Cette dernière interprétation suggère une connexion entre la ville et les populations noires, mais elle est teintée d’une connotation négative. Certains historiens ont également avancé l’idée que cette association reposait uniquement sur la similitude phonétique avec le mot « Koush », terme utilisé pour désigner une personne noire. Bien que cette théorie fasse partie des récits populaires, elle reste fragile lorsqu’on la confronte aux faits historiques.
Sidjilmassa, carrefour commercial sous domination noire

Au sud-est du Maroc, Sidjilmassa s’imposa comme un centre commercial majeur durant l’époque médiévale. Contrairement à Marrakech, les liens historiques entre Sidjilmassa et les populations noires sont bien plus solides. Selon le géographe Al-Bakri, la ville fut gouvernée par un Noir du nom de ‘Isa ibn Yazid, qui régna durant quinze ans avant d’être exécuté pour vol.
L’historienne Majda Tangi suggère que la région de Sidjilmassa était initialement peuplée en majorité de Noirs, bien avant l’arrivée des Berbères et des Arabes au 8e siècle. Les nouveaux conquérants auraient profité de l’influence d’un autochtone noir pour renforcer leur contrôle sur la région, avant de s’en débarrasser. Ce scénario met en lumière l’ancienne présence des Noirs dans la région, qui est souvent réduite, dans les récits officiels, à celle de simples marchands ou esclaves.

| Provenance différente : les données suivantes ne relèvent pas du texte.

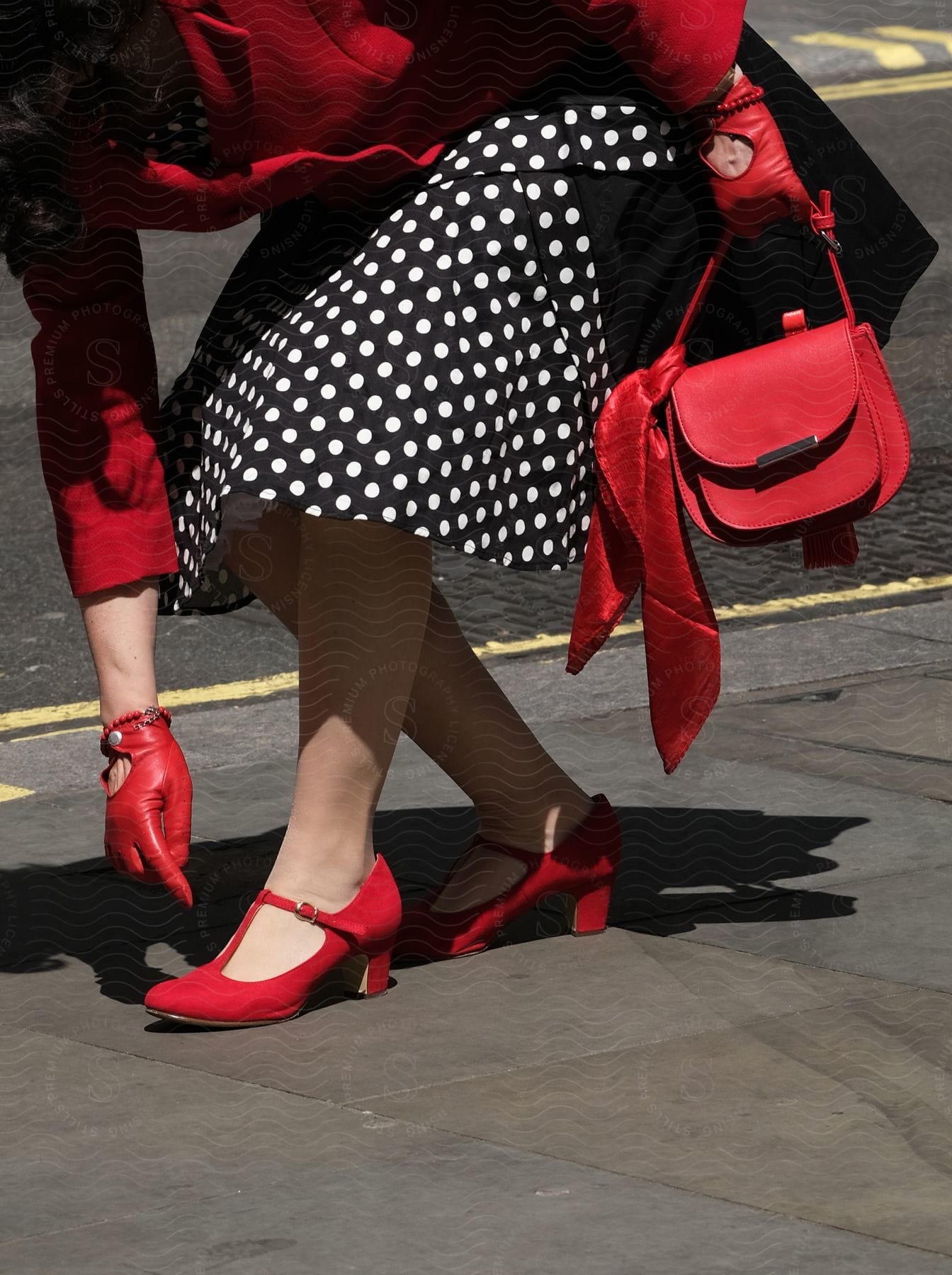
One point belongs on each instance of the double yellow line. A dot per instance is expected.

Fès et le sort tragique du brigand noir ‘Alun

Fondée par Idris Ier au 8e siècle, Fès est considérée comme un centre spirituel et culturel du Maroc. Sous le règne d’Idris II, la ville devient capitale du royaume idrisside. L’historien Ibn Abi Zar’ rapporte qu’un brigand noir nommé ‘Alun, qui sévissait dans les environs de Fès, fut exécuté publiquement sur ordre du roi. Une fontaine portant encore le nom de « fontaine de ‘Alun » à l’époque témoignait de cet épisode.
Tout comme pour Marrakech et Sidjilmassa, ce récit lie la présence des Noirs à des actes de criminalité, un fait qui interroge sur la véracité de ces histoires et sur l’image véhiculée de ces populations à cette époque.
Réécrire l’histoire : une vision biaisée des Noirs au Maroc
Ces récits, concernant Marrakech, Sidjilmassa et Fès, montrent une tendance à associer les Noirs à des actes criminels ou à des révoltes. Majda Tangi s’interroge sur cette répétition et propose une autre lecture : les personnages noirs mis en avant dans ces récits pourraient être les derniers représentants d’une population noire autochtone, évincée par les nouveaux arrivants venus d’Orient. Elle remet également en question les accusations de brigandage qui pèsent sur eux, les considérant peut-être comme des défenseurs de leur territoire.
Cette réflexion met en lumière la nécessité de revisiter l’histoire marocaine sous un prisme plus critique. L’image négative des Noirs, omniprésente dans ces récits, pourrait refléter les préjugés d’une époque et non des faits historiques avérés. Une relecture des sources permettrait de mieux comprendre leur véritable rôle dans la fondation et l’essor des villes marocaines.
Bien que ces récits ne suffisent pas à dresser une vision complète de l’histoire, ils révèlent une constante : l’apparition d’un personnage noir, souvent dépeint comme un hors-la-loi, dans les récits de fondation des grandes villes marocaines. Il est temps de remettre en question cette version de l’histoire afin de mieux cerner l’apport des populations noires dans le Maroc ancien.